In the last couple of weeks I've run training and started on new projects that have all demonstrated the value effective organisational communication can bring - but all have also shown how communication can be lost in task-orientated organisations.
There is still far too strong a mentality, especially in project work, that sees communication as a 'workstream' - something that can be bracketed off and completed by checklist. It's also an exercise that's undertaken by communicators and conducted once the real decision making has been made.
I'm currently working on a communication strategy document for a project within an organisation that wants to improve the way it manages some of its non-core activity. The project is sound and will deliver a better way to work and some good cost savings - but they've been managing communication in a reactive way, and have been focused on a communication strategy as an end in itself, not a means to an end.

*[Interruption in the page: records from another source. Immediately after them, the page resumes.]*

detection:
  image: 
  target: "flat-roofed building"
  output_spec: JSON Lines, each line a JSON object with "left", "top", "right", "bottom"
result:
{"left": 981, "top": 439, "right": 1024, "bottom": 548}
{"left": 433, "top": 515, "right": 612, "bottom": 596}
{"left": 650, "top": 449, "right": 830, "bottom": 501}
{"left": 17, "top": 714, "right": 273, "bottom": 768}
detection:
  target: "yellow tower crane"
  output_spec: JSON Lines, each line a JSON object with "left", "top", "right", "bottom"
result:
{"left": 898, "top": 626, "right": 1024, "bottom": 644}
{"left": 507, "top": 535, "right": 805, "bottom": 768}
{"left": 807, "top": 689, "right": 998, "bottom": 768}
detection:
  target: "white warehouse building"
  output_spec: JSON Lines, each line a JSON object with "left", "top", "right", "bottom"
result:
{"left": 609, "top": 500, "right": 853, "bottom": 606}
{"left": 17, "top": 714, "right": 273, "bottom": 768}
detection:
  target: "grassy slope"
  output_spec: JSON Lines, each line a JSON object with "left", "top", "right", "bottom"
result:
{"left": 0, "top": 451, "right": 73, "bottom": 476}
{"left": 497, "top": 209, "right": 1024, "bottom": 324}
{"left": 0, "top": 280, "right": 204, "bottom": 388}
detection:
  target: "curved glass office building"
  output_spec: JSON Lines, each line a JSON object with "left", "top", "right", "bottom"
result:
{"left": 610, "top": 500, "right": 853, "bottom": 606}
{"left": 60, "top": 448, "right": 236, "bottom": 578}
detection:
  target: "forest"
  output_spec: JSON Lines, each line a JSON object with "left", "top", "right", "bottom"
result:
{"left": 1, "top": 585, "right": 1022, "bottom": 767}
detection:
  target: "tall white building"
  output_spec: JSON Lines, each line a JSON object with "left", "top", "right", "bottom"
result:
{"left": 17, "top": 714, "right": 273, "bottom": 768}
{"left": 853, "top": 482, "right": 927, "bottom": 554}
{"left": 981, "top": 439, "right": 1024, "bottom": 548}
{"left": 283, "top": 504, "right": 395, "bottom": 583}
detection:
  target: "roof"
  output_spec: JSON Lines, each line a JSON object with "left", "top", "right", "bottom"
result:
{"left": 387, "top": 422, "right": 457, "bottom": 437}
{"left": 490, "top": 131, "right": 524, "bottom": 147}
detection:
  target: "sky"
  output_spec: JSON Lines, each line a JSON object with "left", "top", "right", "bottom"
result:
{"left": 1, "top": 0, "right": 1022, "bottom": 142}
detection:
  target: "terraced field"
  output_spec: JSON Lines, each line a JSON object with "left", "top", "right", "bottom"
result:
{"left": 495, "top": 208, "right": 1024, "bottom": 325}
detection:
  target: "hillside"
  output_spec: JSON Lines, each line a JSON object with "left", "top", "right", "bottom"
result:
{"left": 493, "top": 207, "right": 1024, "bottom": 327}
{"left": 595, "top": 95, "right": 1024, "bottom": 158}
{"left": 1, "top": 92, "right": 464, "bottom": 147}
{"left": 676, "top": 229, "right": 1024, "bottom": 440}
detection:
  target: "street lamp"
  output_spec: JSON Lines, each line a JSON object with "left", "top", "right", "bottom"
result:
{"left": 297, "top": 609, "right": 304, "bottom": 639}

There's already a strategy document, but nobody's using it since it feels like an off-the-shelf where only the names have been changed. Its creation feels like a theoretical exercise rather than something that's actually helping the project team open the right doors, get the right information and come up with something better for the organisation.
As I said when I delivered the latest O2O course last week, I don't believe in a communication strategy. I believe in a well thought out and articulated business strategy and then planning effective communication to help deliver that strategy. That's where I am now: taking the project strategy - which fits directly with the business goals - and why we need to communicate, what we need to say to each group at each stage and how best we can connect with them to ensure the project reaches the right outcome.
My plan probably won't look anything as grand as what the client may be used to, but I hope it will be rather more useful than the beautiful creation that currently sits in the project area, unloved, untouched and unwanted.